As the world searches desperately for ways to boost food production by at least 70 percent by 2050 to feed an increasingly hungry planet, many are looking to Africa as the place where a large part of this potential can be realised, mainly for its huge portion of arable land.
#Arusha, Tazania, will soon become the site of a major brainstorming session on this very topic, when it plays host to the African Green Revolution Forum (AGRF) from Sept. 26 to 28, which is aimed at developing African-led food security solutions.
At the recent G8 Summit, global leaders including 21 African countries and 27 private sector companies committed three billion dollars to a new alliance for food security and nutrition.
Their goal is to raise 50 million people out of poverty over the next 10 years. AGRF is designed to encourage African leaders’ commitments by promoting ad hoc investments and policy support to increase agricultural productivity and income growth for African farmers – primarily through environmentally sustainable methods and innovative agricultural finance models.
The President of #IFAD, Dr. Kanayo F. Nwanze, will address these issues at the Arusha Forum in a panel focusing on how to make African national and regional markets work.
Tanzania’s recent agricultural growth represents a case study of what is possible, forum organisers say. In the Kilombero district of Morogoro, the yields for maize have recently increased for some smallholder farmers from 1.5 to 4.5 tonnes per hectare; the yields for rice have increased from 2.5 to 6.5 tonnes per hectare.

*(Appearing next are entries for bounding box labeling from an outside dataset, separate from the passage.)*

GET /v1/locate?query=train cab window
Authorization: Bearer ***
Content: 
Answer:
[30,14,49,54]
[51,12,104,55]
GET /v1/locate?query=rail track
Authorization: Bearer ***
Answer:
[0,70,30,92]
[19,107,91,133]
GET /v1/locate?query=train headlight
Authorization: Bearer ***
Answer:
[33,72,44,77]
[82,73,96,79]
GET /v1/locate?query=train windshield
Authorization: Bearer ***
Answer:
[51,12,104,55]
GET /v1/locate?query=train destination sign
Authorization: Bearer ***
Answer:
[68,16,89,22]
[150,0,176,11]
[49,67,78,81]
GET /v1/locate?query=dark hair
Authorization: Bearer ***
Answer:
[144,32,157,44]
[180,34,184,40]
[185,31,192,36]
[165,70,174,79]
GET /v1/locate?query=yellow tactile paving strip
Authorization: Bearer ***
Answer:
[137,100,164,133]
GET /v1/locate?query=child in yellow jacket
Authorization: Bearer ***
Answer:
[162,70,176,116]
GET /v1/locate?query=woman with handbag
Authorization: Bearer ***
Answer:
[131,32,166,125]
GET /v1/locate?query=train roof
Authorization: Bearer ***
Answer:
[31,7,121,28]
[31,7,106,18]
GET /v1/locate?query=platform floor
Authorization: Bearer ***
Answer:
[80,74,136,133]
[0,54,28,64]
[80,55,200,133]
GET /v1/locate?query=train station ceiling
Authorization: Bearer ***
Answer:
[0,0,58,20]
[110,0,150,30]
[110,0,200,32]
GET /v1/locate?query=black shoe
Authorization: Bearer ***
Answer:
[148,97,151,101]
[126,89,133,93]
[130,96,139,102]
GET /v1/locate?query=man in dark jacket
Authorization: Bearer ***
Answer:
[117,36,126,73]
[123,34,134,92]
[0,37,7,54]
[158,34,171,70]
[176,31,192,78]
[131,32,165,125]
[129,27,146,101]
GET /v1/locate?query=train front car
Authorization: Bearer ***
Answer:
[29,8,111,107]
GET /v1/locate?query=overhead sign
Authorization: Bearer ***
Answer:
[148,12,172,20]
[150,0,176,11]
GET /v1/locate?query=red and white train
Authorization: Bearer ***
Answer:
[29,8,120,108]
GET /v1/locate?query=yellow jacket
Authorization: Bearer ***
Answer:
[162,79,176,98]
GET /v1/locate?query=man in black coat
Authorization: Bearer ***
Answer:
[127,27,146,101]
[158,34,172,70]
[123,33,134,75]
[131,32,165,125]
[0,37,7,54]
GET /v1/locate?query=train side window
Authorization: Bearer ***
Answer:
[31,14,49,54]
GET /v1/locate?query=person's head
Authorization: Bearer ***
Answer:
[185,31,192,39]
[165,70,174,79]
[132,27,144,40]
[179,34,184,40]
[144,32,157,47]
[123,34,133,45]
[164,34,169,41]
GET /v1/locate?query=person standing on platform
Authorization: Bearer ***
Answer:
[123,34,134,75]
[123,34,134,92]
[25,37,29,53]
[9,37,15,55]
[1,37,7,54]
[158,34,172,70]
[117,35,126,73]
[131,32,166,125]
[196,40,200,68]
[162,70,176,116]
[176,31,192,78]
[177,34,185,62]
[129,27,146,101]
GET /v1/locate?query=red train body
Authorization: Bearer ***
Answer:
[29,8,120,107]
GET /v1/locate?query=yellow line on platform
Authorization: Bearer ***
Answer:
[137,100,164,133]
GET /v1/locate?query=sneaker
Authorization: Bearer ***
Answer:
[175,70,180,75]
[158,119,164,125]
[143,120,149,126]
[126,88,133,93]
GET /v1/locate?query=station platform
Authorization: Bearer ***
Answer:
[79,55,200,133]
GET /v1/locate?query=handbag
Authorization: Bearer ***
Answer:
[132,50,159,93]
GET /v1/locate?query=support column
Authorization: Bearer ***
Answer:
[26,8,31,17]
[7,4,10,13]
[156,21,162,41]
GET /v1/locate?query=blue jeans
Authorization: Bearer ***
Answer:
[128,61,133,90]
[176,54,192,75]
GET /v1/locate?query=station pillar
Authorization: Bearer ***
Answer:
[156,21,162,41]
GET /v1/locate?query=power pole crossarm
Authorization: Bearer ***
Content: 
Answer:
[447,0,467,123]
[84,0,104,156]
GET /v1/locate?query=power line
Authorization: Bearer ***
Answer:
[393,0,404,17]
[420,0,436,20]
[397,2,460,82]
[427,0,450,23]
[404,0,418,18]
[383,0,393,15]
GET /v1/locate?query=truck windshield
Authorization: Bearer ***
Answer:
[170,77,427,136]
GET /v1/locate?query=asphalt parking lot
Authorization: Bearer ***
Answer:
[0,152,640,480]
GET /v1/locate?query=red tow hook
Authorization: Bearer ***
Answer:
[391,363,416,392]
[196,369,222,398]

That smallholder farmers hold the key to Africa’s agricultural potential is widely recognised, and activists hope the forum will “explore new ways to provide resources, overcome challenges and improve yields for the millions of farmers who are working less than two hectares of land across the continent”.
According to Carlos Seré, chief development strategist of the International Fund for Agricultural Development (IFAD), increasing agricultural investments is a key factor. “We haven’t invested in agriculture since the green revolution as much as we should have, because it was basically felt that this was something that the market would take care of.”
“Now we realise that we have small stocks. The big stocks, for example of cereals, kept by the government agencies in the past have now been reduced significantly. So when drought in the United States or in Australia, or problems in Russia hit these markets, then prices go up rapidly because there isn’t a big buffer of these stocks like the ones of the past.”
Agricultural investments have a huge direct impact on the lives of smallholders, who manage a large proportion of the land in the developing world.
“They need more public goods in terms of research, extension and a conducive policy environment,” Seré told IPS.
“IFAD is fully involved in helping governments to do that. Our work is about increasing the supply of food, and helping build the resilience of smallholders and their organisations to become more efficient, using land more efficiently, sharing knowledge, getting better organised, and increasing their production in a more cost effective manner, getting food to the cities and markets without incurring high transaction costs.”
Many of the world’s poorest people spend more than half their income on food, making them vulnerable when food prices rise.
The #FAO food price index, which measures monthly price changes for a food basket of cereals, oilseeds, dairy products, meat and sugar, averaged 213 points in August, unchanged from July. Although still high, the FAO index currently stands 25 points below its peak of 238 points in February 2011 and 18 points below its August 2011 level.
According to FAO, the index is reassuring and, although vigilance is needed, current prices “do not justify talk of a world food crisis”.
“This is a very different situation from what we had a couple of years back,” Seré told IPS. “We do realise that this situation has to be monitored carefully, but we clearly don’t see it as being as serious as what we had before.”
Food security experts believe that the international community is now better prepared to deal with global food price shocks than it was in 2007 and 2008. “We have stronger mechanisms for coordination, analysis, and information sharing,” according to Seré.
Many challenges still remain. “There is need for productivity growth, particularly in smallholder agriculture systems, better climate-adapted farming, better functioning and integrated markets, and higher and more stable incomes for women and men living in poverty,” Seré said.
All these issues should be part of a continuing agenda, which goes beyond specific instances of global price spikes.
What is troubling to some experts is the lack of global awareness of the interconnected outcomes of food insecurity. But when the international price of cereals began to rise to record levels in June this year, following one of the worst droughts ever to hit the U.S. – the world’s largest producer of maize and soybeans – it sent a strong message about an interdependent global food system.
“I think it is vital to make the link between the food crisis at home and what happens in the rest of the world,” Seré said. “People often don’t have a clear understanding of how interconnected these issues are. For example, soybeans for pig feed in Germany come from Brazil, (which is) affected by rain forest clearing there and then there are jobs attached to producing these commodities in (various) different places.”
Only a holistic analysis of the food system can lead to concrete, global solutions.